Dava dilekçesinde, 1 Mart 2022’de Resmi Gazete’de yayımlanan Maden Yönetmeliğinde Değişiklik Yapılmasına Dair Yönetmelik’in iptali ve yürütmesinin durdurulması istendi.
Dilekçede, yasa koyucunun, 2005 Uluslararası Zeytinyağı ve Sofralık Zeytin Anlaşması’nın gereklerini de göz önünde bulundurarak zeytinciliğin teşviki, dikim alanlarının tespiti, verimliliğin artırılması ve daha az maliyetli bir üretim mekanizmasının tesisi hususlarında idarenin görevlerini ve yükümlülüklerini zeytinliklerin korunmasını esas alan bir eğilimle sıraladığı belirtildi.
İptale konu yönetmelikle zeytincilik faaliyeti yürütülen alanların münhasıran amacı dışında ve özel hukuk tüzel kişilerine kar sağlayacak şekilde tahrip edilmesinin yolunun açıldığı öne sürülen dilekçede, bu hususun hem ulusal hem de uluslararası mevzuatta zeytinlik alanların korunmasına yönelik öngörülen gerekleri ihlal ettiği savunuldu.
Yönetmeliğin uygulanması halinde zeytin ağaçlarının verimliliğinin ortadan kalkacağı ileri sürülen dilekçede, yeni ekim yapılan zeytinliklerin meyve verecek duruma gelmesinin 5-6 yıllık bir süre, verimli hale gelmelerinin ise 20 yıl gibi uzun zaman alacağına işaret edildi.
Bu kapsamda yönetmelikle öngörülen maden inşası faaliyetlerinin telafisi imkansız sonuçlar doğuracağı iddia edildi.

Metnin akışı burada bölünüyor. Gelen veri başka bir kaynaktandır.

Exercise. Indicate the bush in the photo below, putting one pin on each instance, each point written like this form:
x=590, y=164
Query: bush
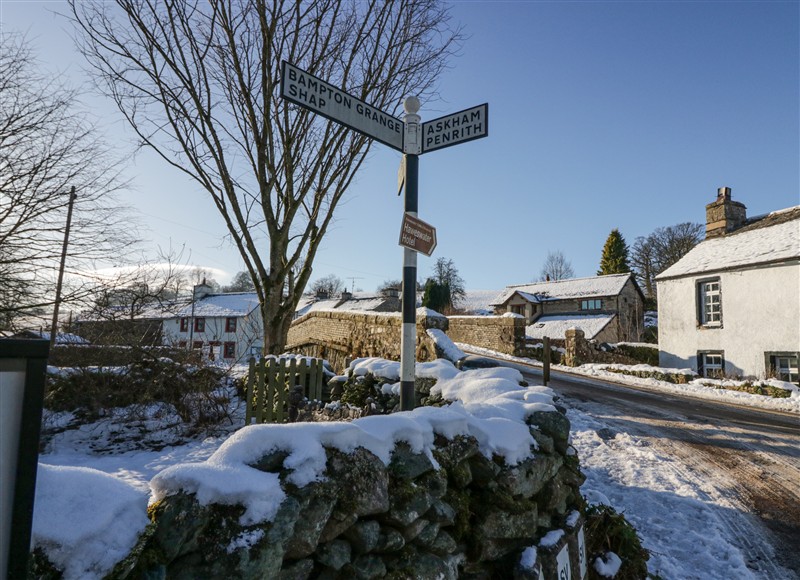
x=642, y=354
x=90, y=392
x=609, y=531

Konuya ilişkin Enerji ve Tabii Kaynaklar Bakanlığından yapılan açıklamada, Türkiye’nin elektrik ihtiyacını karşılamak üzere zeytinlik alanların madencilik faaliyetlerinde kullanılmasında kamu yararının gözetileceği ve faaliyetlere belirli şartlarda izin verileceği belirtilmişti.